Il n’est donc pas exagéré de dire que les ministres des Affaires religieuses et de l’Education nationale sont, plus que quiconque dans ce pays, sur la ligne de front pour défendre l’identité nationale. L’école et la mosquée sont des lieux de socialisation et d’apprentissage cruciaux qui marquent les génération à très long terme. L’Algérien de demain est déjà en formation sur leurs bancs ou sur leurs tapis et l’enseignement qu’il y reçoit fera de lui un individu obscur ou un esprit éclairé par la lumière du savoir.

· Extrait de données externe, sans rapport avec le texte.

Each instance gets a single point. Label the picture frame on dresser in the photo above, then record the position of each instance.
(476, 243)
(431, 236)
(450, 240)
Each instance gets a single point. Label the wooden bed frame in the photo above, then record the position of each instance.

En dépit de leurs griefs contre la politique du gouvernement, les citoyens qui lancent régulièrement sur les réseaux sociaux des appels à la solidarité avec Benghabrit et Aïssa font la part des choses. Ils savent que le travail des deux responsables n’est pas conjoncturel, mais détermine l’avenir de leurs enfants, de leur pays qui ne s’émancipera pas s’il ne se débarrasse pas de cette mainmise étrangère.
«Nos jeunes sont immunisés par leurs aïeuls»
«Les jeunes Algériens n’ont pas besoin de passer les frontières pour rechercher une forme de religiosité autre que celle reçue de leurs aïeuls» a déclaré hier Mohamed Aïssa, le ministre des Affaires religieuses et des Wakfs. S’exprimant à l’ouverture du 2ème Séminaire national sur la récitation du Coran organisé à Tébessa, il a en outre affirmé «ce que nous avons hérité de nos aïeux a assuré à l’Algérie son unité et son équilibre et a forcé les autres à nous respecter». En revanche, a-t-il estimé, «des idées intruses ont été à l’origine du terrorisme et du déploiement du discours de la haine». Et pour faire barrage à ces écueils, il a préconisé promouvoir «l’authentique héritage religieux de la société» seul garant pour «protéger le pays contre les mouvements sectaires qui visent à diviser la société et contre lesquels l’Etat est en état de veille constante». En matière de lutte contre les sectes et le prosélytisme, le ministre a annoncé que des textes bientôt seront promulgués pour organiser les affaires des mosquées. Il a en outre mis l’accent sur la formation rappelant que, depuis 2008, le recrutement des imams et des employés de la mosquée est conditionné par un niveau d’instruction adapté.